Atlantica Sustainable Infrastructure plc (NASDAQ:AY) Q2 2023 Earnings Call Transcript

Santiago Seage: Yes. So if you look at us over the last few years, we have been spending time building that pipeline and our expectation is that quarter after quarter that pipeline will continue increasing, and we do believe that there are — we have significant opportunities in front of us that should yield good returns, and therefore, our expectation would be to continue increasing that over time in both the pipeline and the percentage of our investments that would be coming from our own pipeline.

Rupert Merer: Thank you. And then finally, as a follow-up to Nelson’s question, your disclosures highlight that you’re working on procuring batteries for the Coso project. How are you seeing the cost and availability of batteries in the market today and do they meet the expectations that you had initially and are your costs going to be in line with your initial forecast?
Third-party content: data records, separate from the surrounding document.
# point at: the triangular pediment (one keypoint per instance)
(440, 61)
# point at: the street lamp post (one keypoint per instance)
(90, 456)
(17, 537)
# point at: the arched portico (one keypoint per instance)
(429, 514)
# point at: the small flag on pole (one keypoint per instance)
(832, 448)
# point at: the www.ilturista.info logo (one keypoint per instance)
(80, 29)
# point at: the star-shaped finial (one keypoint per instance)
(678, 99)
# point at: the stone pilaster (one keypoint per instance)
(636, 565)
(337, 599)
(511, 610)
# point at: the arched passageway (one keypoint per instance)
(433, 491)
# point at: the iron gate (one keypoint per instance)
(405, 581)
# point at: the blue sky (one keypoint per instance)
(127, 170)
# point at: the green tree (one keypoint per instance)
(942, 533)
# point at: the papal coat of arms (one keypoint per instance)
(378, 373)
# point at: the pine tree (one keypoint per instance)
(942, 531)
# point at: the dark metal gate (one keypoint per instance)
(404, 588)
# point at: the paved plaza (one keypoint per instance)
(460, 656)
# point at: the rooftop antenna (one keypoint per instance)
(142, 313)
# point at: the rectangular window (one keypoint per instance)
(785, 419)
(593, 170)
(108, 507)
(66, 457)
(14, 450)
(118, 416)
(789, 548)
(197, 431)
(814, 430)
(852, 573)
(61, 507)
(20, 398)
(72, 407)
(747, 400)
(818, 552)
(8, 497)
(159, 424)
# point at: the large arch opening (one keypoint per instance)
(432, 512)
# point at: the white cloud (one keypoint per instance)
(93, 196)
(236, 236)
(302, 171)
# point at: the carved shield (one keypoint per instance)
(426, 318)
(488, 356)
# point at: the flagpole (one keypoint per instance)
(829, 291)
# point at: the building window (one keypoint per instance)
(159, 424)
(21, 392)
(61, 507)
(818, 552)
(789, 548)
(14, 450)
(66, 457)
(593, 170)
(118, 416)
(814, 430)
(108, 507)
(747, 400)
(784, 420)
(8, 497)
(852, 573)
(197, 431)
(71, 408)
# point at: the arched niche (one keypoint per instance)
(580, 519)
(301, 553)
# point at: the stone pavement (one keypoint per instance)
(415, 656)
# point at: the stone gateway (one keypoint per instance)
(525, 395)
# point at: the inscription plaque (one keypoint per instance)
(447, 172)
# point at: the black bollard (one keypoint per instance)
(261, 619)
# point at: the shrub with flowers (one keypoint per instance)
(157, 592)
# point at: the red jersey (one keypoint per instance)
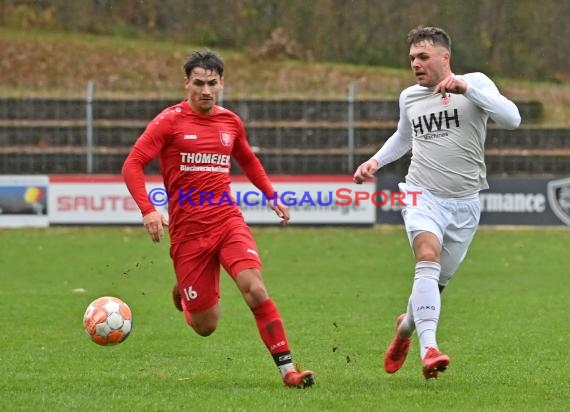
(195, 152)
Santiago Seage: Without getting into many details that might not be helpful in our conversations with suppliers, overall, we are finding and then we have been finding for the last few quarters, a market that I would say is normal in the current environment, meaning we do find suppliers who can deliver at the cost we expected within the time frame we expected. Obviously, you need to do realistically regarding those two things. So if your expectation is that you’re going to purchase something today for a delivery in the very short-term, that’s not going to happen. But the delivery time lines we are seeing are what you would expect in the renewable energy market in the U.S. where the market is growing significantly. So part of our business as usual, if you want.

Rupert Merer: Great, thank you very much. I will leave it there.

Santiago Seage: Thank you.

Operator: Thank you. The next question today comes from the line of Mark Jarvi from CIBC. Please go ahead, Mark. Your line is now open.

Mark Jarvi: Thanks. Hi, everyone. Just going back to the strategic review, I think the prior comments kind of insinuated that you thought the process could happen or wrap up a little quicker than the last strategic review. Do you still think that’s reasonable in terms of time lines and is there anything you’ve now ruled out as part of the strategic review or a direction that you’ve contemplated that no longer makes any sense?

Santiago Seage: So regarding the review, we have never given any guidance regarding timing, and I’m not going to do it either today. And as I mentioned at the beginning, there’s no update I can give you, so I wouldn’t be able to answer the second part of the question.

Mark Jarvi: Fair enough, okay. And then just in light of higher bond yields and where the market is and higher risk on, I guess, labor construction and project execution, have you changed your return hurdles at all across any of your jurisdictions?

Santiago Seage: The way we work in, let’s say, in investment policies, is we have a very dynamic methodology to calculate minimum returns and hurdle rates. And obviously, hurdle rates move with interest rates and with our perception regarding the market. So the short answer would be, yes, of course, we adjust our expectations as our investment committee believes we should be doing for in our methodology. But in general, returns today with the interest rates where they are and minimum hurdle rates should be higher than a couple of years ago, no question.

Mark Jarvi: That makes sense to me. And I’m just wondering with you changing your hurdle rates, do you still feel like you can find projects that meet that, I guess, ultimately, has the industry adjusted and/or your competition to the point where everyone is trying to achieve higher rates so that you’re not losing out on prospective projects?